Prove that $a_n = 2^n$

Question

Let the recurrence relation

$$ a_0 = 1 \\ a_{n+1} = \frac{2 \sum_{k=0}^n a_ka_{n-k}}{n+1} $$

I need to find a close formula for this recurrence. I've noticed that $a_n = 2^n$.

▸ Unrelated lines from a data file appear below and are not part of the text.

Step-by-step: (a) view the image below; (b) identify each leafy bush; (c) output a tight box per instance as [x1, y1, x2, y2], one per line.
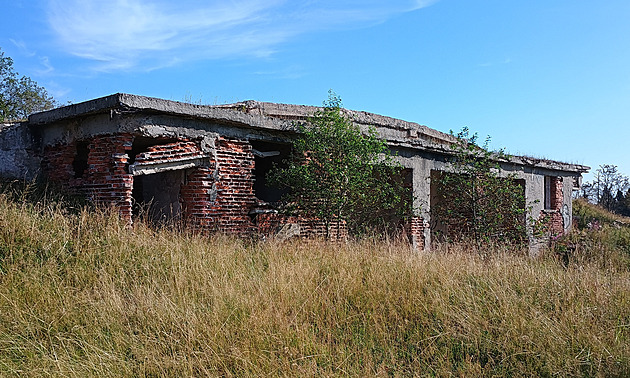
[431, 128, 527, 248]
[269, 91, 413, 239]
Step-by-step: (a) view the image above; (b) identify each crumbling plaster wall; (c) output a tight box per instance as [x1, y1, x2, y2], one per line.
[33, 108, 579, 250]
[0, 122, 41, 180]
[13, 94, 587, 249]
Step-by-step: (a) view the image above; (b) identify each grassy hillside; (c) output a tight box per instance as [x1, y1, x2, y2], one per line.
[0, 184, 629, 376]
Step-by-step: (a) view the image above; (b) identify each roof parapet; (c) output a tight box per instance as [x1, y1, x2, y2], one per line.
[26, 93, 589, 174]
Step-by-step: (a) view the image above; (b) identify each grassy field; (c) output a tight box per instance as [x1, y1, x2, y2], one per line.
[0, 184, 629, 376]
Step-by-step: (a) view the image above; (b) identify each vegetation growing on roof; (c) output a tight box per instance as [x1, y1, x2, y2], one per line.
[268, 91, 414, 239]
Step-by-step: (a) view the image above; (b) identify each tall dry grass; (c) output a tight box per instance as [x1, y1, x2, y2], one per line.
[0, 185, 629, 376]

I tried to prove it by induction: assuming the the statement is true for $n-1$, lets prove it for $n$:

$$a_n = \frac{2 \sum_{k=0}^n a_k a_{n-k}}{n} = \frac{2 \left( \sum_{k=0}^{n-2} a_k a_{n-k} + a_{n-1}a_1 \right)}{n} = ?$$

Somehow I need to utilize the induction assumption, but I don't know how.

Answer 1

$$a_{n+1}=\frac{2\sum_{k=0}^na_ka_{n-k}}{n+1}=\frac{2\sum_{k=0}^n2^k2^{n-k}}{n+1}=\frac{2\sum_{k=0}^n2^n}{n+1}=2^{n+1}$$

Answer 2

Let $f(z) = \sum_{n=0}^\infty a_n z^n$. Then the recurrence relation reads: $$ f^\prime(z) = 2 f(z)^2 \quad f(0) = 1 $$ which is easily solved into $f(z) = \frac{1}{1 - 2z}$. Extracting the series coefficient: $$ a_n = [z^n] \frac{1}{1 - 2z} = 2^n $$